Michigan State University researchers have identified how the hormones progesterone and estrogen interact to increase cell growth in normal mammary cells and mammary cancers. Their study, led by Sandra Haslam, director of MSU’s Breast Cancer and the Environment Research Center, explains why postmenopausal women receiving hormone replacement therapy with estrogen plus progestin are at increased risk of breast cancer.
The discovery that both estrogen and progesterone or its synthetic compound, progestin, must be present for the increased production of the protein, amphiregulin, which binds to mammary cells and promotes cell growth, could lead to new treatment methods for breast cancer.
The study was published in Hormones and Cancer and was funded by the Department of Defense’s Breast Cancer Research Program.
Haslam states, “. . . breast cancers that develop in women receiving estrogen plus progestin are more invasive and deadlier.” Haslam and co-investigator, Anastasia Kariagina, a colleague in the College of Human Medicine and Department of Physiology, set out to determine why.
Haslam and Kariagina identified the protein, amphiregulin and its receptor as one potential reason. They found amphiregulin – acting through its receptor, epidermal growth factor receptor – along with progesterone leads to the activation of intracellular pathways that regulate cell growth. When activated, this promotes normal cell growth . . . and the growth of tumors.
The researchers performed the study on rats because breast cancers in rats contain receptors for estrogen and progesterone similar to the human breast and tumor growth is hormone-dependent, as are the majority of human breast cancers.

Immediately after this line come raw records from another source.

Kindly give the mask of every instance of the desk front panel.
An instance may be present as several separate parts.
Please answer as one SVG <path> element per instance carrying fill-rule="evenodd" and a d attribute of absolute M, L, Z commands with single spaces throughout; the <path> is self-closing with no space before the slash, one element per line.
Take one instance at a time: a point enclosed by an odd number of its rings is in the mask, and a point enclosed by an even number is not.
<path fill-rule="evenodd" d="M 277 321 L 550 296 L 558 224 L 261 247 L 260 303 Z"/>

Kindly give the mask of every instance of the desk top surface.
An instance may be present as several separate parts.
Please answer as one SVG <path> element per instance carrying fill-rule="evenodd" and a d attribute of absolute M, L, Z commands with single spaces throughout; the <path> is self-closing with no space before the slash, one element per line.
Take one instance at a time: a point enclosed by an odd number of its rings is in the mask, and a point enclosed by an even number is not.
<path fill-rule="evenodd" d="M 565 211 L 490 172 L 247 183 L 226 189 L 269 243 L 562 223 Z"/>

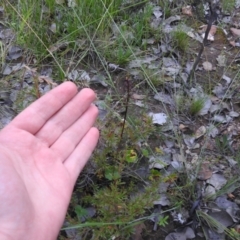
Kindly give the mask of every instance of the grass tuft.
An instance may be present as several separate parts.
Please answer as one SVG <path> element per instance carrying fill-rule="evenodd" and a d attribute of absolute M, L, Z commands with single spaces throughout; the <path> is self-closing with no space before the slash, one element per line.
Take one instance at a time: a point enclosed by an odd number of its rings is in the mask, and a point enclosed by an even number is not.
<path fill-rule="evenodd" d="M 189 37 L 188 35 L 181 29 L 178 29 L 172 34 L 173 43 L 177 49 L 185 52 L 189 46 Z"/>
<path fill-rule="evenodd" d="M 192 116 L 197 115 L 204 106 L 204 100 L 203 99 L 193 99 L 193 101 L 190 103 L 190 107 L 189 107 L 189 113 Z"/>

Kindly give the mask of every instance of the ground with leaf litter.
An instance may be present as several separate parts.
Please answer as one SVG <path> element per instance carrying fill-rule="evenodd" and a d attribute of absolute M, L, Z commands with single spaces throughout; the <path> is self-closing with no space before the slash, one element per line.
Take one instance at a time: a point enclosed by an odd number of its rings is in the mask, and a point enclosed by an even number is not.
<path fill-rule="evenodd" d="M 11 11 L 0 6 L 1 128 L 56 79 L 98 95 L 101 138 L 59 239 L 240 238 L 240 1 L 122 1 L 106 39 L 56 40 L 41 60 Z"/>

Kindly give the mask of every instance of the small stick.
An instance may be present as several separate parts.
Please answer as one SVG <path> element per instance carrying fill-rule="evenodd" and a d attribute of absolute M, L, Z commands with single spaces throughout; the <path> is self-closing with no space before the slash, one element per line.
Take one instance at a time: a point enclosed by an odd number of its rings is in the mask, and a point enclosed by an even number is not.
<path fill-rule="evenodd" d="M 126 83 L 126 85 L 127 85 L 127 99 L 126 99 L 126 106 L 125 106 L 125 113 L 124 113 L 122 131 L 121 131 L 121 135 L 120 135 L 120 142 L 121 142 L 122 137 L 123 137 L 123 132 L 124 132 L 125 123 L 126 123 L 126 118 L 127 118 L 128 103 L 129 103 L 129 98 L 130 98 L 130 85 L 129 85 L 129 78 L 128 78 L 128 77 L 126 77 L 125 83 Z"/>

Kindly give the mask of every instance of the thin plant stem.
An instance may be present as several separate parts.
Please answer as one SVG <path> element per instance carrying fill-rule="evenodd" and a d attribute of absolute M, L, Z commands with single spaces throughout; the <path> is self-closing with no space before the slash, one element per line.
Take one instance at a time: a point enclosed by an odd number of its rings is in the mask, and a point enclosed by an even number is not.
<path fill-rule="evenodd" d="M 123 132 L 124 132 L 126 118 L 127 118 L 127 112 L 128 112 L 128 103 L 129 103 L 129 95 L 130 95 L 130 86 L 129 86 L 129 78 L 128 77 L 126 77 L 125 83 L 127 85 L 127 99 L 126 99 L 125 113 L 124 113 L 124 118 L 123 118 L 122 131 L 121 131 L 121 135 L 120 135 L 120 142 L 123 137 Z"/>

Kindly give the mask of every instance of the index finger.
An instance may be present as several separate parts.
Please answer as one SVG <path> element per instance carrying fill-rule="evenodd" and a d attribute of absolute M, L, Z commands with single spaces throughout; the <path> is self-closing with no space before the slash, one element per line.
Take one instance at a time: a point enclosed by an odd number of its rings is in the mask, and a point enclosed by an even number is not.
<path fill-rule="evenodd" d="M 74 83 L 64 82 L 32 103 L 14 118 L 10 124 L 35 134 L 77 92 L 77 87 Z"/>

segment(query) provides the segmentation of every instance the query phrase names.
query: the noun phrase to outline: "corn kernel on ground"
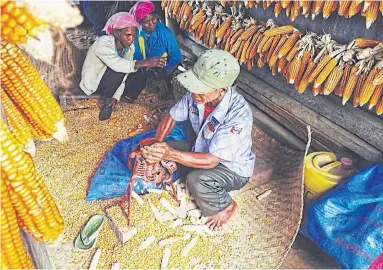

The research team found that a cancer drug called Iressa blocks the epidermal growth factor receptor effectively stopping the proliferation caused by amphiregulin. Although those studies were conducted only in cell cultures and not on tumors growing in animals, Haslam found the results promising.
Summing up, Haslam said, “The results indicate that the interactions between estrogen, progesterone and epidermal growth factor receptor pathways may be considered relevant targets for the treatment of hormone-dependent breast cancers. This may be especially important in premenopausal breast cancer because women produce their own estrogen and progesterone. A combined approach of inhibiting both the hormones and the epidermal growth factor receptor may be beneficial for some women in treating hormone-dependent breast cancer.”